Увы, вряд ли несчастный проситель услышит от важного господина подобный отрицательный ответ. Ответ, даже отрицательный, от высокого чина — милость. Скорее всего, он просто отвернется от него, если не ударит по носу, не выбьет зуб, не ткнет в живот, не огреет по спине и не сломает ногу.
Поэтому ал-Фарйак, решившись ехать и опасаясь за сохранность своих членов, обратился к пяти консулам с просьбой оказать ему честь и поставить свои печати на его паспорте. Печати поставили консулы в Неаполе, Ливорно, в городе, входящем во владения папы, в Генуе и во Франции, то есть во всех городах, куда заходил пароход и где бросал якорь. Неаполь известен тем, что в нем много экипажей, морских судов, парков и скверов. Ливорно — как и Генуя — приятным климатом и высокими зданиями. Ал-Фарйаку больше понравилась Генуя. И разочаровал папский город отсутствием в нем блеска и величия: не на чем глаз остановить.
По прибытии в Марсель сундук ал-Фарйака унесли на таможню, а ему было велено идти следом. Таможенники потребовали от него открыть сундук для досмотра. Он подумал, что они станут рыться в его бумагах, чтобы узнать их содержание, и сказал: «Я не писал ничего дурного ни про вашего султана, ни про митрополита. Зачем вам мои бумаги?» Но никто его не понимал, и он никого не понимал. Закончив досмотр, они сделали ему знак закрыть сундук, и у него отлегло от сердца. Затем один из них стал водить руками по его бокам, и ал-Фарйак подумал, что он оглаживает его, чтобы получить его благословение, поскольку у него нашли бумаги на непонятном языке. Позже он узнал, что они хотели убедиться, не прячет ли он на себе табак или наркотики.
Из Марселя он направился в Париж, и там снова он и его сундук подверглись досмотру на таможне.
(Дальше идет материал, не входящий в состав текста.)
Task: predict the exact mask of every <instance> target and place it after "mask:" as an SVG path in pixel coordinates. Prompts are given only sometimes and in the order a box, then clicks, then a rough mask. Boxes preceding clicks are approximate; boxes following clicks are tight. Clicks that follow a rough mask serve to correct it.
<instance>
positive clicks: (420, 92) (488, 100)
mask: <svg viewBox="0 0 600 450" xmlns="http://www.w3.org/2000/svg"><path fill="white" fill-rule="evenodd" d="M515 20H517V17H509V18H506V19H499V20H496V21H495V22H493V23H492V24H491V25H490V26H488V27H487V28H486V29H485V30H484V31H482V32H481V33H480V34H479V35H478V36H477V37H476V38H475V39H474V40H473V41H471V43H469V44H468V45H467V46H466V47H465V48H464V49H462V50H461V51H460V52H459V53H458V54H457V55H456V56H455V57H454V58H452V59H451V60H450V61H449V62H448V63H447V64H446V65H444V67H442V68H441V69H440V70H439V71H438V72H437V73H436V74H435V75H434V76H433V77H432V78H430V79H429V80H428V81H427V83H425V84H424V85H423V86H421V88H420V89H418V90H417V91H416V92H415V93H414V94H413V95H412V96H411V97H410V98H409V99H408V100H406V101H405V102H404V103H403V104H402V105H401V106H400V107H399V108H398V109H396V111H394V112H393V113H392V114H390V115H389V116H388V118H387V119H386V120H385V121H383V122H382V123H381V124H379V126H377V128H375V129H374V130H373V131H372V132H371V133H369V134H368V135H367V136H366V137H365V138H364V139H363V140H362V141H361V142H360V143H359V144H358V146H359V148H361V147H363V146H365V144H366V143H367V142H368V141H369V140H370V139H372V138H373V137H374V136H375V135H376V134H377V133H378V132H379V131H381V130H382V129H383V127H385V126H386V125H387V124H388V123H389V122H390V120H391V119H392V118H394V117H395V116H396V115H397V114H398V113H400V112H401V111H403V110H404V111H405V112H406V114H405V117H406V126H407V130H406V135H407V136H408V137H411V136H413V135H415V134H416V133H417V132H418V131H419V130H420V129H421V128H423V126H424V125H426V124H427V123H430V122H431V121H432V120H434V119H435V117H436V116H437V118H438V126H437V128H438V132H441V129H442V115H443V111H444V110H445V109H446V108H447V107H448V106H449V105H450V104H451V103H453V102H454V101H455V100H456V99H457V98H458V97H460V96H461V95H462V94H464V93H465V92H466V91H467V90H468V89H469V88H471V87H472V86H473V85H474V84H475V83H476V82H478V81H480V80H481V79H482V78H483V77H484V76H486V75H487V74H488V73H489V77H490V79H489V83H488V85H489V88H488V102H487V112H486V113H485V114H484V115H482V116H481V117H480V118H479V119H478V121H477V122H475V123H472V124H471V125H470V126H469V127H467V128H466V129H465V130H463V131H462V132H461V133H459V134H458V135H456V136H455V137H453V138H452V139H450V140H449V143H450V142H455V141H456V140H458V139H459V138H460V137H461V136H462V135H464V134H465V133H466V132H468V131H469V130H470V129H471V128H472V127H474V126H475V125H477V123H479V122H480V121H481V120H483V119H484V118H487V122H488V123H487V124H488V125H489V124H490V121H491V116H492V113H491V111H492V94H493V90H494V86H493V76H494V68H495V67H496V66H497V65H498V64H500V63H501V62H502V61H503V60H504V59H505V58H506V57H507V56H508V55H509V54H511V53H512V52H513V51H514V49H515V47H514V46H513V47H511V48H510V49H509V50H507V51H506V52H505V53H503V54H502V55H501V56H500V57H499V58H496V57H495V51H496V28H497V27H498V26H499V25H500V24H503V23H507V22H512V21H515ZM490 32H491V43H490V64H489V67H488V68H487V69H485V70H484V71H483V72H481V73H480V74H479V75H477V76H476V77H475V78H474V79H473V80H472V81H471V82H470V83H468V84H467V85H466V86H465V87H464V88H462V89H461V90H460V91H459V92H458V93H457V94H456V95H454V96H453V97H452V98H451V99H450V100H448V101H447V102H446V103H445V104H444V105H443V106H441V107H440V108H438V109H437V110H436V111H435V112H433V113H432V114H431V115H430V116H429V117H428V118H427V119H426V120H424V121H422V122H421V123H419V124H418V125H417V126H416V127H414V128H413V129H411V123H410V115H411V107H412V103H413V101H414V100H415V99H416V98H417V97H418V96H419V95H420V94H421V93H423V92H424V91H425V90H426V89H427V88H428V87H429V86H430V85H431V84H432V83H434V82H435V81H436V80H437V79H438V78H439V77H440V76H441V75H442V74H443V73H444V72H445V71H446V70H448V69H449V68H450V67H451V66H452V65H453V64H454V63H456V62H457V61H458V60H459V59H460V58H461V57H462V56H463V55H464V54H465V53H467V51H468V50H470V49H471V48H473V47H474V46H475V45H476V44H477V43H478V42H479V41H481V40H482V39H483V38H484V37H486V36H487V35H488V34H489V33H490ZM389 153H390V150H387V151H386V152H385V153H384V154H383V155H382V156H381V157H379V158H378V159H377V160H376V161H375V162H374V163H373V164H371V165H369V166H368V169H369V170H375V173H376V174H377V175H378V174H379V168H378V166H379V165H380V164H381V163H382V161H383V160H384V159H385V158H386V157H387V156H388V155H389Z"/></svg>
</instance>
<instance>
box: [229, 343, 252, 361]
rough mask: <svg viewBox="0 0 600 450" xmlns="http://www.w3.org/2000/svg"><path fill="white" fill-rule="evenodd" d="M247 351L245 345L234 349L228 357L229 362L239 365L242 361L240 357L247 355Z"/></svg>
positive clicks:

Парижские таможенники, видимо, полагали, что их марсельские собратья спали на работе после бессонной ночи, и, что шайтан помочился в их уши и в глаза, дабы они не рассмотрели содержимое сундука. Или они, как всякие чиновники, просто ожидали взятки.
В Париже ал-Фарйак прожил три дня в посольстве Высокой Порты и удостоился чести целовать руку у двух великих вазиров и маршалов Рашида-паши и Сами-паши{314}
.Из Парижа он поехал в Лондон. Далее мы расскажем об этих двух великих городах. Из Лондона переместился в деревню, в местность, населенную крестьянами, и там обосновался. Остановлюсь тут и я.
4
ПРАВИЛА ПОВЕСТВОВАНИЯ
В жизни ал-Фарйака не было времени несчастнее и безотраднее, чем проведенное им в этой деревне. В английских деревнях нет такого места, где люди могли бы собраться, пообщаться, повеселиться. Места развлечений имеются только в больших городах. К тому же в деревнях не продается никакой еды и напитков, кроме самых непритязательных: каждую выращенную курицу или утку спешат отвезти на продажу в ближайший город. Желающим удалиться от мира или принять монашество не найти лучше места, чем английская деревня.
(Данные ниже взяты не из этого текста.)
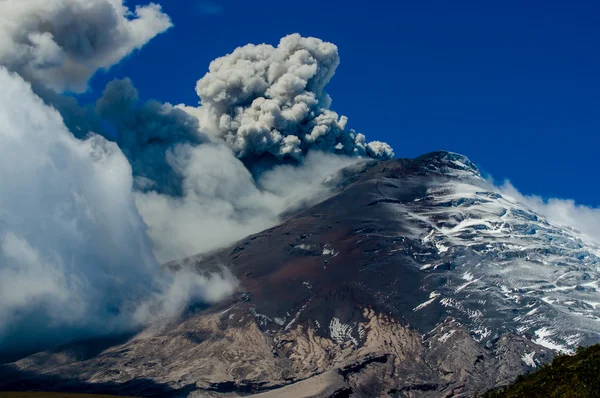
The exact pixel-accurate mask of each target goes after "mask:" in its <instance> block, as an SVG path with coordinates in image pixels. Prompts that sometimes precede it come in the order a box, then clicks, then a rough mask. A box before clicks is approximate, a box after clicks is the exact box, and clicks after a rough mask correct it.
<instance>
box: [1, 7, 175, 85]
mask: <svg viewBox="0 0 600 398" xmlns="http://www.w3.org/2000/svg"><path fill="white" fill-rule="evenodd" d="M171 26H172V25H171V20H170V19H169V17H168V16H167V15H166V14H164V13H163V12H161V8H160V6H158V5H156V4H149V5H147V6H138V7H136V9H135V11H133V12H132V11H130V10H129V9H128V8H127V7H126V6H124V5H123V0H69V1H64V0H27V1H23V0H3V1H0V64H2V65H4V66H6V67H8V68H9V69H10V70H13V71H16V72H18V73H19V74H20V75H22V76H23V77H25V78H26V79H27V80H30V81H35V82H40V83H42V84H44V85H46V86H48V87H50V88H52V89H54V90H56V91H75V92H82V91H85V90H86V88H87V82H88V80H89V79H90V77H91V76H92V75H93V74H94V73H95V72H96V70H98V69H101V68H105V69H106V68H109V67H111V66H113V65H115V64H116V63H118V62H119V61H120V60H122V59H123V58H124V57H126V56H127V55H129V54H130V53H131V52H132V51H133V50H135V49H139V48H141V47H142V46H143V45H144V44H146V43H147V42H148V41H149V40H150V39H152V38H153V37H154V36H156V35H157V34H159V33H162V32H164V31H165V30H167V29H168V28H169V27H171Z"/></svg>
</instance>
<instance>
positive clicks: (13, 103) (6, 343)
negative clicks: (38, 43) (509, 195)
mask: <svg viewBox="0 0 600 398" xmlns="http://www.w3.org/2000/svg"><path fill="white" fill-rule="evenodd" d="M0 86H1V87H2V88H3V89H2V90H1V91H0V180H1V181H2V186H3V189H2V190H0V353H2V352H5V351H7V350H11V349H15V348H17V349H18V350H21V351H26V350H29V349H39V348H43V347H47V346H48V345H52V344H56V343H60V342H64V341H66V340H69V339H74V338H82V337H90V336H98V335H105V334H111V333H121V332H124V331H130V330H135V329H136V328H139V327H141V326H144V325H147V324H151V323H156V322H158V321H161V322H163V321H168V320H172V319H174V318H175V317H177V316H178V315H179V314H180V313H181V312H182V311H183V310H185V307H186V305H187V304H189V303H190V302H192V301H196V300H199V301H203V302H208V303H212V302H215V301H218V300H220V299H222V298H223V297H225V296H227V295H229V294H231V293H232V292H233V291H234V290H235V288H236V286H237V281H235V278H233V276H232V275H231V274H230V273H229V272H227V271H226V270H225V271H223V272H220V273H212V274H206V275H199V274H191V273H185V274H176V275H171V274H169V273H166V272H163V271H162V270H161V268H160V266H159V263H158V262H157V260H156V257H155V256H154V253H153V247H152V244H151V240H150V239H149V238H148V235H147V226H146V225H145V224H144V222H143V221H142V218H141V216H140V215H139V212H138V209H137V207H136V205H135V198H134V192H133V176H132V171H131V166H130V164H129V162H128V161H127V159H126V158H125V156H124V155H123V153H122V152H121V151H120V150H119V148H118V146H117V145H116V144H115V143H112V142H109V141H107V140H106V139H104V138H103V137H101V136H98V135H92V136H89V137H88V138H87V139H85V140H79V139H76V138H75V137H74V136H73V135H72V134H71V132H69V131H68V129H67V128H66V126H65V125H64V123H63V120H62V118H61V116H60V114H59V113H58V112H57V111H56V110H55V109H53V108H51V107H49V106H47V105H45V104H44V103H43V101H42V100H41V99H40V98H39V97H38V96H36V95H35V94H34V93H33V91H32V90H31V87H30V85H29V84H28V83H26V82H25V81H24V80H22V78H21V77H19V76H18V75H16V74H11V73H10V72H8V71H7V70H6V69H5V68H3V67H0Z"/></svg>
Среди женщин есть, конечно, привлекательные и даже весьма аппетитные, но для чужака они запретный плод, потому что каждая резвая кобылка стреножена рядом со своим жеребцом, и свободно пасутся лишь старухи.
Проведя два месяца в столь незавидных условиях, ал-Фарйак переехал в город Кембридж, питомник клерикалов и центр догматической теологии. Весь цвет английского духовенства стекается сюда или в Оксфорд для изучения богословия и на теоретические диспуты. В этих двух городах множество студентов разного достатка и положения, изучающих и другие науки. Один из колледжей Кембриджа окончил знаменитый философ Ньютон. Ал-Фарйак, как это принято, снял две комнаты в одном из домов и продолжил переводить книгу, о которой было упомянуто ранее.